Chantelle Washington, DO, is a graduate of Michigan State University (MSU) College of Osteopathic Medicine who recently matched in emergency medicine at Henry Ford Hospital in Detroit. A Detroit native and a woman of color, she is passionate about giving back to her community. When she was interviewing at residency programs across the Midwest, she explicitly asked what doctors are doing to address issues of diversity in their programs.
To this question the interviewer responded, “I laugh at questions like that. I don’t see color. I’m not going to rank someone higher than another person if they have lower scores and they just don’t meet the mark,” Washington recalls.

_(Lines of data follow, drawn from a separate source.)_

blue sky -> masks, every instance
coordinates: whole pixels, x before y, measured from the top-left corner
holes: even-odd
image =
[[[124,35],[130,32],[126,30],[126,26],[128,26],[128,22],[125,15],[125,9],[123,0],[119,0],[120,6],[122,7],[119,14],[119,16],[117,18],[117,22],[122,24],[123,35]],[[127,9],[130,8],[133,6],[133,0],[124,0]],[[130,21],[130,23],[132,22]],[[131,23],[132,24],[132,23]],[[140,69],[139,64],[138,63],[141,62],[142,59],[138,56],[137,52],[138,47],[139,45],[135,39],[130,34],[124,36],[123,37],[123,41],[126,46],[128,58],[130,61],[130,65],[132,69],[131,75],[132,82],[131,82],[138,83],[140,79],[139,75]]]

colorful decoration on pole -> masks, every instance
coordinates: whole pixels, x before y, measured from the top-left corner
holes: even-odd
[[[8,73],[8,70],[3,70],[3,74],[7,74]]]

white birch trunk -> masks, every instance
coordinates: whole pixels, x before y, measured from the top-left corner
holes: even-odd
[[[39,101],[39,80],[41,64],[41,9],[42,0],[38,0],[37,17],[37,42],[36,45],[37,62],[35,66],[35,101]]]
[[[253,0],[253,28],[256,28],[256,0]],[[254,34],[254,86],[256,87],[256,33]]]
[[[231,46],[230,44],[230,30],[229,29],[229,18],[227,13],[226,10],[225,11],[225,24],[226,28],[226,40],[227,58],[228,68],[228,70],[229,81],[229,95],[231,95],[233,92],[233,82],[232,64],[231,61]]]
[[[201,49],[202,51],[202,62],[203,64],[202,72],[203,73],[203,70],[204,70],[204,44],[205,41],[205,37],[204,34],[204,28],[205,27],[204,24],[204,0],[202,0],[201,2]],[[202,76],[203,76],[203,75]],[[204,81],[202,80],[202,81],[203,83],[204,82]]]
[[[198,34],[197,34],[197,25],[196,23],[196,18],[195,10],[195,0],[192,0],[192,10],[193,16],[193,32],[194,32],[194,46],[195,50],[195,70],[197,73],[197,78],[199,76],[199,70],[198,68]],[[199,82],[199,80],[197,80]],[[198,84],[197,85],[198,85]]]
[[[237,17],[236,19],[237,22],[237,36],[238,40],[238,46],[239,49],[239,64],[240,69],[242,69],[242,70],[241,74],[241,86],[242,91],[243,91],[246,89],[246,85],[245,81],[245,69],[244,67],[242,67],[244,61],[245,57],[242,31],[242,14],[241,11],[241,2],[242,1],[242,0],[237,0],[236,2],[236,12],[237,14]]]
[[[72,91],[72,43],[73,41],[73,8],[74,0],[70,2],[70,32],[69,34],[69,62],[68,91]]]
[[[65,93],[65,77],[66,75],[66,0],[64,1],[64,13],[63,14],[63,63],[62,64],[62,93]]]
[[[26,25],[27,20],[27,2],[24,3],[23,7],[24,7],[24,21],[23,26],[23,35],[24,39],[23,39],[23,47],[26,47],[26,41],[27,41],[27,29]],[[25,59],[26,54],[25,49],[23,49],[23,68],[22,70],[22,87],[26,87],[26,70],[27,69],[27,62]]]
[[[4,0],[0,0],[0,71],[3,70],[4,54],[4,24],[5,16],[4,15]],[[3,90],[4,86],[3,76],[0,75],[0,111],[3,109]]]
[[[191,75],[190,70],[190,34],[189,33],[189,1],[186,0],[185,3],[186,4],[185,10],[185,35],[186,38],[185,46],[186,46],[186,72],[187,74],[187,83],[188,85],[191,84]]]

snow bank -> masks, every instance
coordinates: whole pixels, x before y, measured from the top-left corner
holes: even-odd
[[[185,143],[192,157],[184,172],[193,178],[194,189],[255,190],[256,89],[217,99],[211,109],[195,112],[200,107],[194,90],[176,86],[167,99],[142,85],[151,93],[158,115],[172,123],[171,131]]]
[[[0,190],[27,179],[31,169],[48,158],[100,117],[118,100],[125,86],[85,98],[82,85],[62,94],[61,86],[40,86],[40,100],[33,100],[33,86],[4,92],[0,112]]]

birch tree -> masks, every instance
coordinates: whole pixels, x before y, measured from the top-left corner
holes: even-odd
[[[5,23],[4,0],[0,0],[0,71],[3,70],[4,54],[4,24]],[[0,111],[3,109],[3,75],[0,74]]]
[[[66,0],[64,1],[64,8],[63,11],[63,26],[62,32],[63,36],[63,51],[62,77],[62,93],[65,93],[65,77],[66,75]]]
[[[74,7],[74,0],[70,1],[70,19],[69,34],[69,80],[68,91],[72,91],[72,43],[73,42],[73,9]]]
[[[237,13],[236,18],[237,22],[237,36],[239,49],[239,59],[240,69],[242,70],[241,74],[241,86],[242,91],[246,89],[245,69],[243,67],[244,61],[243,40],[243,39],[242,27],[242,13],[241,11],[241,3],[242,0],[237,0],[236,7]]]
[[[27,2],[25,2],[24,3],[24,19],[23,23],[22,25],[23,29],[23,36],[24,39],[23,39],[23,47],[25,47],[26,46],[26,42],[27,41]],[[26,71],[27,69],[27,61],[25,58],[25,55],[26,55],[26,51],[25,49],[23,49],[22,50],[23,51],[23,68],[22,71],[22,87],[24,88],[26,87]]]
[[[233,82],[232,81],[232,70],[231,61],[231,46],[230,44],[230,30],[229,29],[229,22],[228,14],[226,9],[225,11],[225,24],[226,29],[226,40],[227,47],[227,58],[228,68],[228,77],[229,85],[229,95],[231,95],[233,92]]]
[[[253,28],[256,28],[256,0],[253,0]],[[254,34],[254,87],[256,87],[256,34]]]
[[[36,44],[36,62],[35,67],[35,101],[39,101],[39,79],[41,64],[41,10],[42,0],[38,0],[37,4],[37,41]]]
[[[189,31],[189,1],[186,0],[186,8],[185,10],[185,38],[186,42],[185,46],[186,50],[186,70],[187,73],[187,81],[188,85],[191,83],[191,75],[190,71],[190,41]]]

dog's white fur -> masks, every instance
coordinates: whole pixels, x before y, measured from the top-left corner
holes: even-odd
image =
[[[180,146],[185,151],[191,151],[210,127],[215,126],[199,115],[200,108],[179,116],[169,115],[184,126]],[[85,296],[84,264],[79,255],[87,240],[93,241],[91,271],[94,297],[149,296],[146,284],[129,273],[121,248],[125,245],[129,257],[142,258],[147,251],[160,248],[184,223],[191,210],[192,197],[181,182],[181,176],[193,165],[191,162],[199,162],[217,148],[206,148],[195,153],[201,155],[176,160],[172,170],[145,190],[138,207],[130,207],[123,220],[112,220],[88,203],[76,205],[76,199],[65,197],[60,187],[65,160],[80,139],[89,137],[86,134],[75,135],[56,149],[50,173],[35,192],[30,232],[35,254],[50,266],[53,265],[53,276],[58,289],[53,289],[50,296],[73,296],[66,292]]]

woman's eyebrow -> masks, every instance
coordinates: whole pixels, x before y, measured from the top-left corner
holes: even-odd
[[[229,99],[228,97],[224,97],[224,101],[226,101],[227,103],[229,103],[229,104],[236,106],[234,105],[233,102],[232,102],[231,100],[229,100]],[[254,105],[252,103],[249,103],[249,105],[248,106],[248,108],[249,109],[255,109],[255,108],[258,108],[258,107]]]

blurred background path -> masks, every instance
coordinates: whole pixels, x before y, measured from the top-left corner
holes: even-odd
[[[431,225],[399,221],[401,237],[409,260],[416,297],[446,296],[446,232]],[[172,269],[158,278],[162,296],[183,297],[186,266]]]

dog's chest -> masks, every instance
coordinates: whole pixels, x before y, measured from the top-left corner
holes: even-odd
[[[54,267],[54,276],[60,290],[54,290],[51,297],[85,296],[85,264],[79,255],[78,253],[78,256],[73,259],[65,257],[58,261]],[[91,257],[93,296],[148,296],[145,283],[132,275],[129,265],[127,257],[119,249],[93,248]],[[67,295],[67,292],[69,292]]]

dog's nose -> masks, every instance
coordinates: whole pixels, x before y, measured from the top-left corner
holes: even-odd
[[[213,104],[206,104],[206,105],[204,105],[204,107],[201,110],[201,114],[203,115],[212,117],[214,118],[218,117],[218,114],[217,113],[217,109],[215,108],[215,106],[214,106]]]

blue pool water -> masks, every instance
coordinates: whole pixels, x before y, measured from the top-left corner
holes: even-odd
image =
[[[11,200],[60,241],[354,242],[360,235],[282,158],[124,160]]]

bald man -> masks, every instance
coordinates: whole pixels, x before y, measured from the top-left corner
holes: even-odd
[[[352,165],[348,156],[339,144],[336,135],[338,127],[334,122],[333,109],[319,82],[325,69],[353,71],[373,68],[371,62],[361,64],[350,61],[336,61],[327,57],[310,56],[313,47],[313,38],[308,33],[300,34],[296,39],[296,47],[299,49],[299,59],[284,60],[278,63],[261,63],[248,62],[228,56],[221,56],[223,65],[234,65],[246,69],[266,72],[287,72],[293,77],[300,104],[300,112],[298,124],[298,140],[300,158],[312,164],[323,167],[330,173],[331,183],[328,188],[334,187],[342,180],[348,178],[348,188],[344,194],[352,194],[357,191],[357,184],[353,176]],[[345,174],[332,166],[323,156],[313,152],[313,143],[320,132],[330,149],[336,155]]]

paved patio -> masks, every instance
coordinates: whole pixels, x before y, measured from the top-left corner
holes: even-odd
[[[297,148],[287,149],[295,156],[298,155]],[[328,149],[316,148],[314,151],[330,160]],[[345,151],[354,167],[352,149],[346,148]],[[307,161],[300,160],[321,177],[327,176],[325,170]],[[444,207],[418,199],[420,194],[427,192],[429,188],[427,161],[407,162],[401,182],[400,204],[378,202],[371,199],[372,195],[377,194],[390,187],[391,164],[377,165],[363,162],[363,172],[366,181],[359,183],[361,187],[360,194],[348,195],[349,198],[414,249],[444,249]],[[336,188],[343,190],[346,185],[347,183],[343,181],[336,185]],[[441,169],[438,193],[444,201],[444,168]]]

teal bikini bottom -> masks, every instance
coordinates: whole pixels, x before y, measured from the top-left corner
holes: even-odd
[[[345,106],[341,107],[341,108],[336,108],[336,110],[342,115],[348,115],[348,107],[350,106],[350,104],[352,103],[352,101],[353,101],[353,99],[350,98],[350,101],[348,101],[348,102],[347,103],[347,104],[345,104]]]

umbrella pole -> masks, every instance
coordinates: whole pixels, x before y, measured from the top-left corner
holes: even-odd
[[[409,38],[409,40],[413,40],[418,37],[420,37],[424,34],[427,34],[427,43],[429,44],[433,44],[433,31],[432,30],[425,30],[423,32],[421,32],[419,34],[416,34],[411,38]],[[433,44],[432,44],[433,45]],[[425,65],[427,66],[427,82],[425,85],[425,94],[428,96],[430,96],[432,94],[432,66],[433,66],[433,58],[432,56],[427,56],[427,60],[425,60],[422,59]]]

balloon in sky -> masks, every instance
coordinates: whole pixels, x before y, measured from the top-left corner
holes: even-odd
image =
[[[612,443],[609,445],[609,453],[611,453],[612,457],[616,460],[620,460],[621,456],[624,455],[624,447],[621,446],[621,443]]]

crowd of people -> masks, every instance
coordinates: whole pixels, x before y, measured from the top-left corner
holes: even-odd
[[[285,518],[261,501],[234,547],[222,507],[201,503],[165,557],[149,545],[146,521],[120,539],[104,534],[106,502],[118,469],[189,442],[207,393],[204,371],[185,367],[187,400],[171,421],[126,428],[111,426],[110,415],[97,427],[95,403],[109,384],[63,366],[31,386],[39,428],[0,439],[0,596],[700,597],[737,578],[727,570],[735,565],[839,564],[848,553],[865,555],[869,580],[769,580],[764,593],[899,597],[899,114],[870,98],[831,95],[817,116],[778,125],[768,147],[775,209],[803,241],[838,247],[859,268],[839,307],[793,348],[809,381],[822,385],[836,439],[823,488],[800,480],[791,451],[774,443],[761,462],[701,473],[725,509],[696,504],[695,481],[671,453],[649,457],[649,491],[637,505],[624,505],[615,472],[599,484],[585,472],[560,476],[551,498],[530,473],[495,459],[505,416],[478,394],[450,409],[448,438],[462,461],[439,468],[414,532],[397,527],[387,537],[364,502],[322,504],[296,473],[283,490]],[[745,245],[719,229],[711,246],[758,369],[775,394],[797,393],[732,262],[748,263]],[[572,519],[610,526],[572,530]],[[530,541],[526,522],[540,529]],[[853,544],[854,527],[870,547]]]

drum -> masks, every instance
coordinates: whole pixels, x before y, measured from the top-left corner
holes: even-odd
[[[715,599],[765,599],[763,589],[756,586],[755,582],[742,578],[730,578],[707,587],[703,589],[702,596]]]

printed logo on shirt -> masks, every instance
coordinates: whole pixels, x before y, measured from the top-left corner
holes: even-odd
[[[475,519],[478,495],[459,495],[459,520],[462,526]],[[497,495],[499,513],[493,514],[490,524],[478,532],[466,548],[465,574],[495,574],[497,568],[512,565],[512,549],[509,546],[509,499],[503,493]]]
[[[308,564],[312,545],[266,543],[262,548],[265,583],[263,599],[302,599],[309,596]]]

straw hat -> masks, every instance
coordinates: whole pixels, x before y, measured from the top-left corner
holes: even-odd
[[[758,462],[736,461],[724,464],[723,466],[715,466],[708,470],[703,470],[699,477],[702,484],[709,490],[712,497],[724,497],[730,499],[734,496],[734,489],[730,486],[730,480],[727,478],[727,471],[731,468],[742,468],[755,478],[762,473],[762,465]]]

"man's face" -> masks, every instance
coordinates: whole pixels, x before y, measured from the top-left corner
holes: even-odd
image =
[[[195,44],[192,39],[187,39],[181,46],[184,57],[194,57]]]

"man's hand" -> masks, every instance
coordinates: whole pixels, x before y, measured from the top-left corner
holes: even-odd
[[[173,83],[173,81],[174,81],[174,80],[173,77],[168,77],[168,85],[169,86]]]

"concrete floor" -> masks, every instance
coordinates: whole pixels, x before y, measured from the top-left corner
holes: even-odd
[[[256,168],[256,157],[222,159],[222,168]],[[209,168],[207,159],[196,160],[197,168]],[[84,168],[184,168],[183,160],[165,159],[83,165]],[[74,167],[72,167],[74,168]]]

She argues there is an element of cognitive dissonance in the fact that most medical schools work hard to recruit diverse applicants, but at least some residency programs don’t seem to prioritize this.
Washington also expresses frustration with how some of her fellow MDs speak about her hometown of Detroit. Many of them say they are attracted to the Detroit area because “it’s good pathology,” she says, which refers to the types of medical problems they will be exposed to in emergency rooms and outpatient clinics. “They’re excited to learn about the cases but seem to forget that these are people we are treating,” she explains.
Another group negatively affected by the residency process are some young immigrants protected under the Deferred Action for Childhood Arrivals program, Browne says. They sometimes choose to not apply to residencies because doing so could result in their being deported back to their country of origin.
What Institutions Are Doing to Help
Medical organizations are keenly aware of the problems with the residency process and are working to address the issue on both individual and systemic levels. These efforts include the following:
● HRSA’s Teaching Health Center Graduate Medical Education Program provides residency slots to new MDs in community health centers versus large hospitals. This arrangement allows doctors-in-training to gain experience with community-based healthcare, where patients tend to be uninsured, low-income, or both. The experience can motivate these individuals to practice in underserved areas once they complete their residency.
● Three U.S. senators introduced a bipartisan bill on Feb. 6 to expand the number of federally supported residency positions. It proposes adding an additional 3,000 Medicare-supported positions each year for five years.
● NMA offers mentoring programs to medical students preparing for residency. Additionally, several members of NMA hold offices in diversity and inclusion committees at U.S. universities, using their expertise to help underrepresented students navigate the medical school application process.
● SNMA hosts an annual conference in which they conduct information sessions for individuals who did not match to help them move forward.
Ginger O’Donnell is a senior staff writer for INSIGHT Into Diversity. This article ran in our May 2019 issue.